Have you seen the “We Got Now” ad campaign by New Balance? We’ll have I got one for Nike, Adidas, or Reebok, et. al. to respond with. It came to me when me and the Mrs. visited an Apple store for the first time. Turns out they do let people over 60 in…in limited numbers. We almost got tossed when my wife uttered the word TracFone. (That evidently is a vulgarity in Apple-speak.)
So, you go through the front doors and straight in front of you is a 12 feet by 24 feet screen displaying all things appealing, thriving, and Apple. Remember the iconic Apple Mackintosh 1984 Super Bowl ad? Google this “1984 Apple’s Mackintosh Commercial (HD)”.
In that commercial the black and white parts are all shaved-headed men. They have a cadence, a march, a drone-like feel. Then a young woman in red shorts, a white halter top, bouncing breasts (See an earlier blog about the significance of this image. It’s not merely or even mainly sexual, but very powerful. I understand why women playing sports wrap theirs tightly, but those who do so for feminist reasons are making a very inhuman mistake.), and running with a sledgehammer at port arms. She runs through the automatons watching a black and white old man droning on about unity. She does a discus twirl and heave-ho’s the sledgehammer into the screen shattering it and blowing “away” the drones watching.
My commercial takes place at the Apple store. The drones will all be young women, with short hair, black one-piece jump suits watching a very young woman drone on about equality on their giant screen. And an old man will come in the doors, perhaps as in the original he’ll be pursued by running truncheon-bearing young women. As in the original, the old man will be running with the sledgehammer at port arms. He will be dressed in a wife-beater t-shirt, blue shorts, and will look his age (Guess it can’t be me, then, huh?), he will start his discus twirl but it gets slower and slower. Meanwhile the screen is displaying his name, SSN, birthdate, address, height, weight, and calculating the amount of force necessary to disable him. As his discus twirl grows ever slower he collapses and the screen zaps him.

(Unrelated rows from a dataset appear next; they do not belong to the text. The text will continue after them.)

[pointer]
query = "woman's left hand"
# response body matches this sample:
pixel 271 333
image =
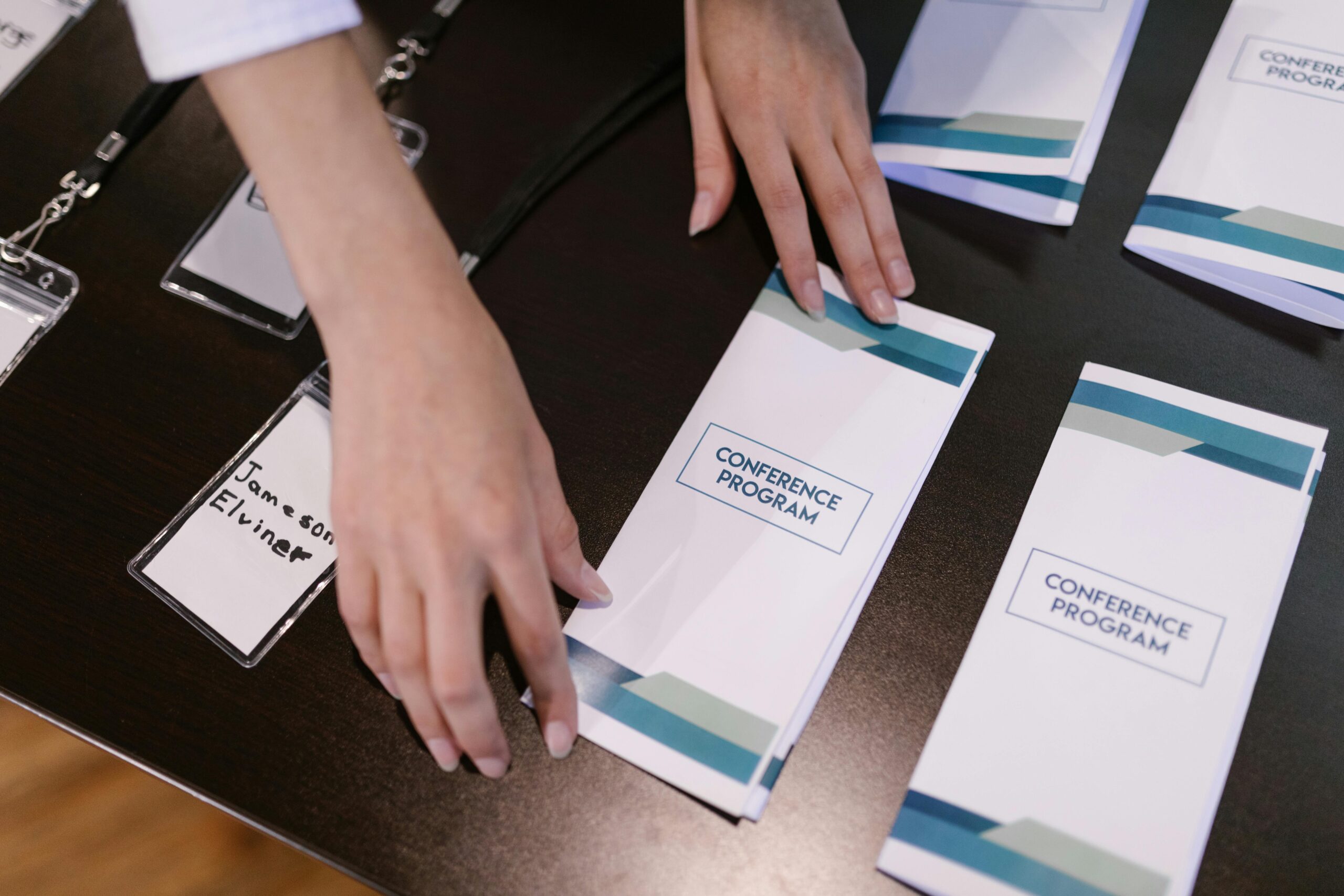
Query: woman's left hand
pixel 781 82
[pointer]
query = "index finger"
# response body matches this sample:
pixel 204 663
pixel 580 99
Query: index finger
pixel 771 170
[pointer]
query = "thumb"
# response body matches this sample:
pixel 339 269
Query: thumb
pixel 560 532
pixel 716 170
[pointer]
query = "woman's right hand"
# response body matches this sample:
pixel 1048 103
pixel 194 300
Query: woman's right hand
pixel 444 488
pixel 445 491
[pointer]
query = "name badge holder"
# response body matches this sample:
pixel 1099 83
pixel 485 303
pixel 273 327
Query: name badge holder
pixel 29 30
pixel 236 262
pixel 37 292
pixel 284 525
pixel 34 294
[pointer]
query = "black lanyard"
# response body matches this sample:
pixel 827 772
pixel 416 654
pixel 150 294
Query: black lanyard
pixel 420 45
pixel 144 112
pixel 596 129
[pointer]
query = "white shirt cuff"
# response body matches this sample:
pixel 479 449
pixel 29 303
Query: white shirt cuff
pixel 183 38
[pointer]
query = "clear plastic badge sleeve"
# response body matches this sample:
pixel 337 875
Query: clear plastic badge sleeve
pixel 29 29
pixel 237 265
pixel 34 294
pixel 253 549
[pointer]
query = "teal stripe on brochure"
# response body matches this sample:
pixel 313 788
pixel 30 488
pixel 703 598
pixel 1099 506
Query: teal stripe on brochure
pixel 598 683
pixel 1249 444
pixel 1246 465
pixel 924 354
pixel 1042 184
pixel 1206 226
pixel 922 131
pixel 917 364
pixel 951 813
pixel 965 848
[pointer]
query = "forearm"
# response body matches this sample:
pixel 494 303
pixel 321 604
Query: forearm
pixel 347 208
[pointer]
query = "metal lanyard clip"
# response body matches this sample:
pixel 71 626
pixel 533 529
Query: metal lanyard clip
pixel 57 207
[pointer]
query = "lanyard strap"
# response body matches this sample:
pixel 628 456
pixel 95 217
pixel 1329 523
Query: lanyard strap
pixel 140 117
pixel 418 44
pixel 596 129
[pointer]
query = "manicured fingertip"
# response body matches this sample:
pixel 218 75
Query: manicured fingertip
pixel 701 212
pixel 492 767
pixel 814 300
pixel 598 593
pixel 902 281
pixel 882 308
pixel 445 754
pixel 560 739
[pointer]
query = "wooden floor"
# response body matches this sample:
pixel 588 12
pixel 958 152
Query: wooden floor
pixel 77 820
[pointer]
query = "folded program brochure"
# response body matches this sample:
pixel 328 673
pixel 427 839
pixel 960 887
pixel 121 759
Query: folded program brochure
pixel 760 531
pixel 1004 104
pixel 1249 194
pixel 1085 742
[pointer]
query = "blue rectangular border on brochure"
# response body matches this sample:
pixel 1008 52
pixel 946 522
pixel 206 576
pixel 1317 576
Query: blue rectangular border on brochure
pixel 1241 50
pixel 1184 604
pixel 761 518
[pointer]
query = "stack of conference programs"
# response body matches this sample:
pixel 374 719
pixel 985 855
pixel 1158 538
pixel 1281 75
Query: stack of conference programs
pixel 1004 102
pixel 749 555
pixel 1249 195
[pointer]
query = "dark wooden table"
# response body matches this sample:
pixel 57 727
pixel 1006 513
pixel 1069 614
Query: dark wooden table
pixel 617 320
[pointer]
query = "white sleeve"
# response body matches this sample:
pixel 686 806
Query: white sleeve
pixel 182 38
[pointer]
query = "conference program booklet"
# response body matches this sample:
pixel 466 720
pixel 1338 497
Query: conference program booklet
pixel 761 793
pixel 760 531
pixel 1004 104
pixel 1249 195
pixel 1085 742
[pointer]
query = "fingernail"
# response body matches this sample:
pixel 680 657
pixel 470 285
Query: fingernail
pixel 560 739
pixel 444 754
pixel 701 210
pixel 593 582
pixel 492 767
pixel 815 300
pixel 902 277
pixel 884 309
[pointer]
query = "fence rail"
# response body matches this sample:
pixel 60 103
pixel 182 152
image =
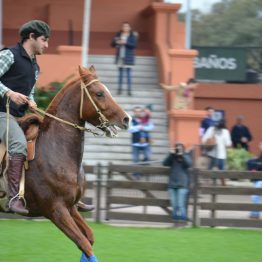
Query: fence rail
pixel 119 195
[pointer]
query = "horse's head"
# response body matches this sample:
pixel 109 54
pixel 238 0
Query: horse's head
pixel 97 105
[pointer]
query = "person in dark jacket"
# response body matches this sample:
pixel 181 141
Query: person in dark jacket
pixel 18 73
pixel 125 42
pixel 255 164
pixel 178 185
pixel 208 120
pixel 240 134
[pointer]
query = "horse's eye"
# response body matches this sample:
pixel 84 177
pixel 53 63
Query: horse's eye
pixel 100 94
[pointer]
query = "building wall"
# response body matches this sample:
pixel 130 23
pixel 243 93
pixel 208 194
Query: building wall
pixel 234 99
pixel 66 19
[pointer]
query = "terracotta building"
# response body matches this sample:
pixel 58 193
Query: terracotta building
pixel 160 35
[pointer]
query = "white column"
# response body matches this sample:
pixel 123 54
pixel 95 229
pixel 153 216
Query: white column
pixel 86 29
pixel 188 25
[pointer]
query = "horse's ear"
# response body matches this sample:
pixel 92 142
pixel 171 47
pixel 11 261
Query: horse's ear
pixel 92 70
pixel 83 71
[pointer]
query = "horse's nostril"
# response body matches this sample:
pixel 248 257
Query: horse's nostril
pixel 126 121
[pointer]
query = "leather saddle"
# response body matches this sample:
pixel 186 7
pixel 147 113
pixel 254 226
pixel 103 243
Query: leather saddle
pixel 30 125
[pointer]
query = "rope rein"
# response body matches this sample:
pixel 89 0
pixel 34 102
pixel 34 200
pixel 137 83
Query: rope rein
pixel 103 120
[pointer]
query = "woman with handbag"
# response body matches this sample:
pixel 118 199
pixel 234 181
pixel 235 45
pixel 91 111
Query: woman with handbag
pixel 217 153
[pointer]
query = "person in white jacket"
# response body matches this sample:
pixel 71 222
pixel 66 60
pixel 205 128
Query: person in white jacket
pixel 218 153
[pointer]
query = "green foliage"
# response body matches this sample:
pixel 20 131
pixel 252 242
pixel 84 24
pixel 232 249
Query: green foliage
pixel 43 96
pixel 237 158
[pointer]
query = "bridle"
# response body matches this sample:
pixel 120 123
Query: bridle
pixel 103 120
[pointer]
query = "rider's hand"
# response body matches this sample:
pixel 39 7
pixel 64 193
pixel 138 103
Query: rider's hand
pixel 32 105
pixel 17 98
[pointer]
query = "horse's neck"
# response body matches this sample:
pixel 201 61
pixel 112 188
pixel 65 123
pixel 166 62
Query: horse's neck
pixel 64 137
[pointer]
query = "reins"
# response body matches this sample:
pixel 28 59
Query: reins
pixel 103 120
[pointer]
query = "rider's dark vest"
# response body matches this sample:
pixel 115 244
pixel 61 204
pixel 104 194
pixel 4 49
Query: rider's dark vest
pixel 21 77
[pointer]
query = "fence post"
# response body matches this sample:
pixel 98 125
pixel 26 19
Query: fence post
pixel 213 201
pixel 98 193
pixel 195 173
pixel 108 190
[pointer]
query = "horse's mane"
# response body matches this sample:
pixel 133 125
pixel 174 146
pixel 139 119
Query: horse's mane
pixel 85 76
pixel 58 97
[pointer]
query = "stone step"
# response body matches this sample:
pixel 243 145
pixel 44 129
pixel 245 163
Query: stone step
pixel 119 149
pixel 107 142
pixel 135 80
pixel 135 73
pixel 145 90
pixel 98 156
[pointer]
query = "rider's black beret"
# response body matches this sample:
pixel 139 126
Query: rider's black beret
pixel 37 27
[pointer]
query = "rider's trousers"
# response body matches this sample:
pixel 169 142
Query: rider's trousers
pixel 17 141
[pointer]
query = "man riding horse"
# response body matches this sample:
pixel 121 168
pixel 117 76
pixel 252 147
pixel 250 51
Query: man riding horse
pixel 18 74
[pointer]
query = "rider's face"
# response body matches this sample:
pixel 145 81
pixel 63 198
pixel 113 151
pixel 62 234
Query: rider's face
pixel 39 45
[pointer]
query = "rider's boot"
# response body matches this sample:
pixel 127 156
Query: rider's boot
pixel 14 174
pixel 83 207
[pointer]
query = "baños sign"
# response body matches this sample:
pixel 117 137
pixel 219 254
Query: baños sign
pixel 220 64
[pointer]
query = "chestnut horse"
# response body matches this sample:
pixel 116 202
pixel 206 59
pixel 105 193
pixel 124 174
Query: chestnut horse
pixel 54 183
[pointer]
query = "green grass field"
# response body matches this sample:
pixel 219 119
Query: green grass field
pixel 40 241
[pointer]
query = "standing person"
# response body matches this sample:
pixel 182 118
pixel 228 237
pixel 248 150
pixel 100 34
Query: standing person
pixel 240 134
pixel 140 135
pixel 255 164
pixel 178 185
pixel 18 73
pixel 218 153
pixel 125 42
pixel 207 121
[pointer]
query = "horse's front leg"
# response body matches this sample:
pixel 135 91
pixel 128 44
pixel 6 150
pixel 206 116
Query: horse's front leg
pixel 85 229
pixel 61 217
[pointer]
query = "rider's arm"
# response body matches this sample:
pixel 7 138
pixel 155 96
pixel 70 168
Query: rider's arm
pixel 31 95
pixel 6 60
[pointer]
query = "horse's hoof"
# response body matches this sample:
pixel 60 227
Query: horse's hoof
pixel 2 194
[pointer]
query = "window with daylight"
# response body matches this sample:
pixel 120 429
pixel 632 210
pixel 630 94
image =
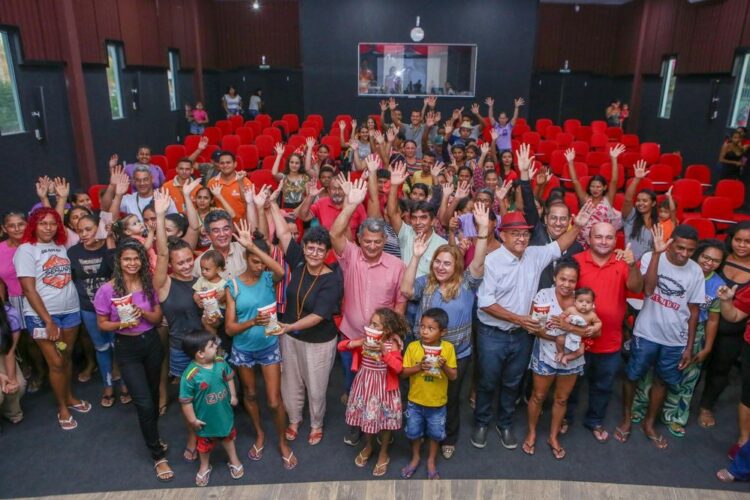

Tight focus on his shoes now. It’s the logo of whatever brand produces this epic ad. Suddenly the old man leaps to his feet with a bounce and bounds out down the aisle blowing the watching young women “away”. Then the tag line flashes across the whole screen: We got next.
The genius of this ad is the misdirection. You think it’s about tech, but it has nothing to do with tech but tennis shoes. The implication being your brand of tennis shoes will be as big of a change and an improvement in the shoe world as the Mac was in home computing.
Anybody who can sell this to a shoe company gets 50% of the royalties. Anybody who can make this into a short and get Netflix to air it can do so for free. I just want creative consultant credit.